The conclusion of the season is just around the corner, and new things are beginning to divert their attention from playing a baseball game to higher planes such as winning a division title, making the playoffs and that coveted New York-Penn League championship.
Other players start to hear or read their own names come up in award races such as the league batting champion and stolen bases leader. But the players have little to no control over these loftier goals.
Although the achievement would be fulfilling and would add a huge bullet point to their professional resumes, Cyclones’ manager Rich Donnelly said the focus is still on one thing only — the improvement of the players, whether they win or lose.

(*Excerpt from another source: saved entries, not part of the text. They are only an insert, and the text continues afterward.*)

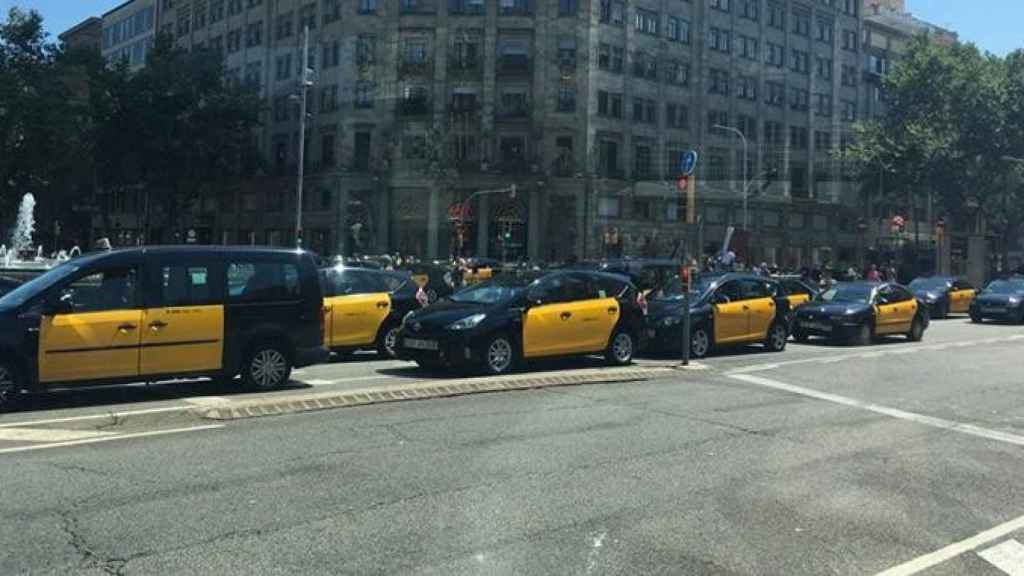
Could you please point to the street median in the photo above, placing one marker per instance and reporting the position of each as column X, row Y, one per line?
column 311, row 402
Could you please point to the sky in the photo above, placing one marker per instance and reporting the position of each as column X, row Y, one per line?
column 992, row 25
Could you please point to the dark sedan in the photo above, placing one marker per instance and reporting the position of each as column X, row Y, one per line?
column 1001, row 299
column 517, row 317
column 858, row 312
column 943, row 294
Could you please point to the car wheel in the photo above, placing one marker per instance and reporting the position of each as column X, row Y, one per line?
column 621, row 348
column 916, row 330
column 387, row 340
column 864, row 335
column 267, row 367
column 499, row 355
column 10, row 385
column 700, row 342
column 776, row 337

“Our guys don’t even know who we’re playing sometimes, let alone what our record is,” Donnelly said. “All they do is go out and play and try to get better. If you start worrying about what your record is, you’re going to be in trouble in sports.”
The temptation to think about the end-of-season accolades and possible championships is getting stronger as the season nears its end. The Cyclones were half a game back from the division lead on Wednesday and had been winning more consistently. L.J. “Mini-Maz” Mazzilli is in contention for the league batting title, with 72 hits, 32 RBIs and a .299 batting average, all of which lead the team. But the players have said they don’t need to change their philosophy or their outlook to reach the goals they have.

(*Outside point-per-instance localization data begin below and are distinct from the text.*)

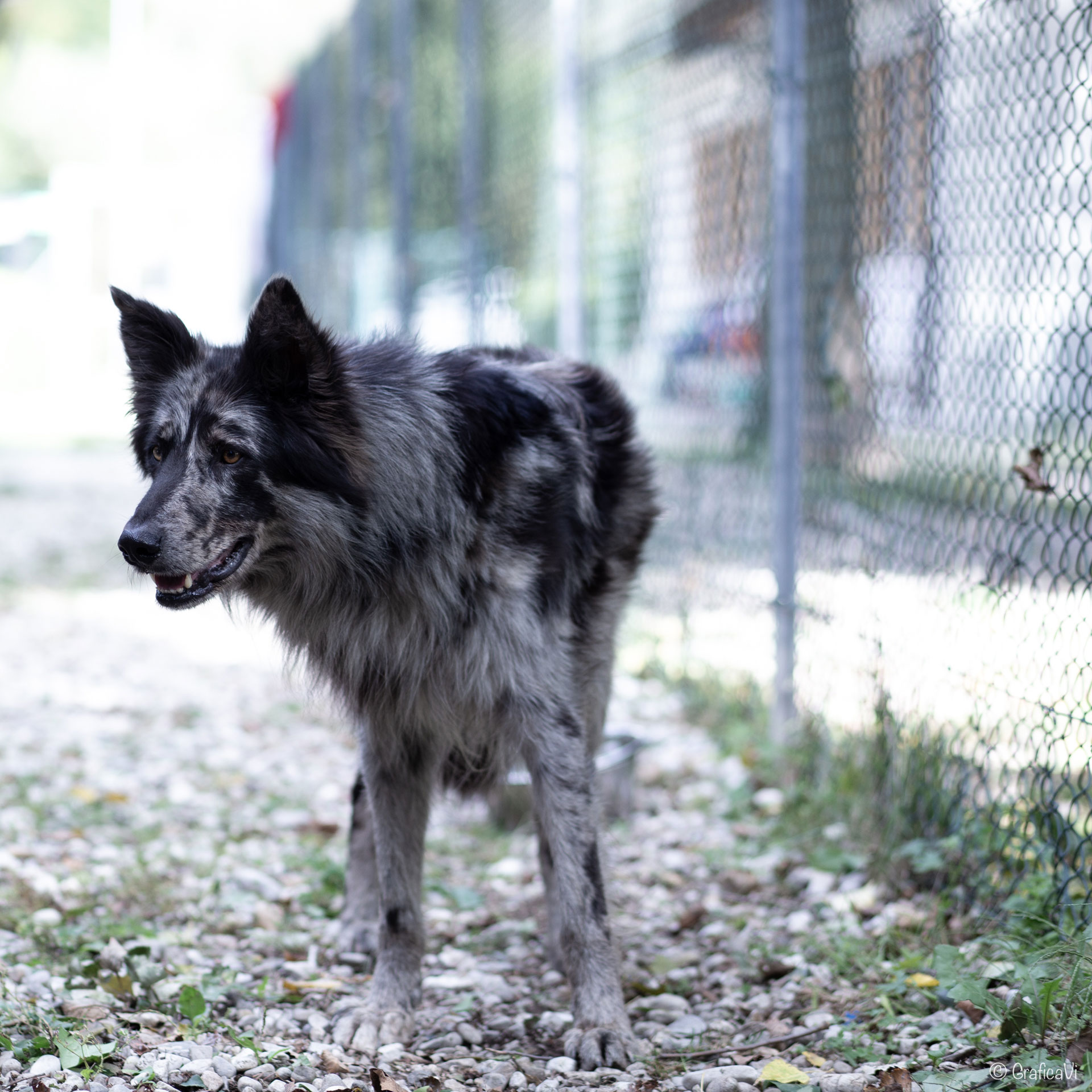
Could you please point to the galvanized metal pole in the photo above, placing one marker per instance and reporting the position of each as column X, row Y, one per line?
column 359, row 144
column 470, row 33
column 402, row 154
column 570, row 303
column 787, row 337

“We just got to keep hitting and picking up some wins and playing some good defense and picking up some wins,” first baseman Matt “Bright Eyes” Oberste said. “We just need to keep doing what we’re doing.”

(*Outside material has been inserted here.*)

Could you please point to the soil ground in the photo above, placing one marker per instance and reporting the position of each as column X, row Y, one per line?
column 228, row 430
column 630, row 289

Even though I have added responsibilities to my list, my focus remains the same as it did when I arrived in Brooklyn in June. I cover the Cyclones throughout the season without getting caught up in the many other distractions that will vie for my attention, and as Donnelly would say, that’s how I keep myself out of trouble.
Scott Hansen, an intern from Brigham Young University, will be comparing his life to those of the Cyclones all season long.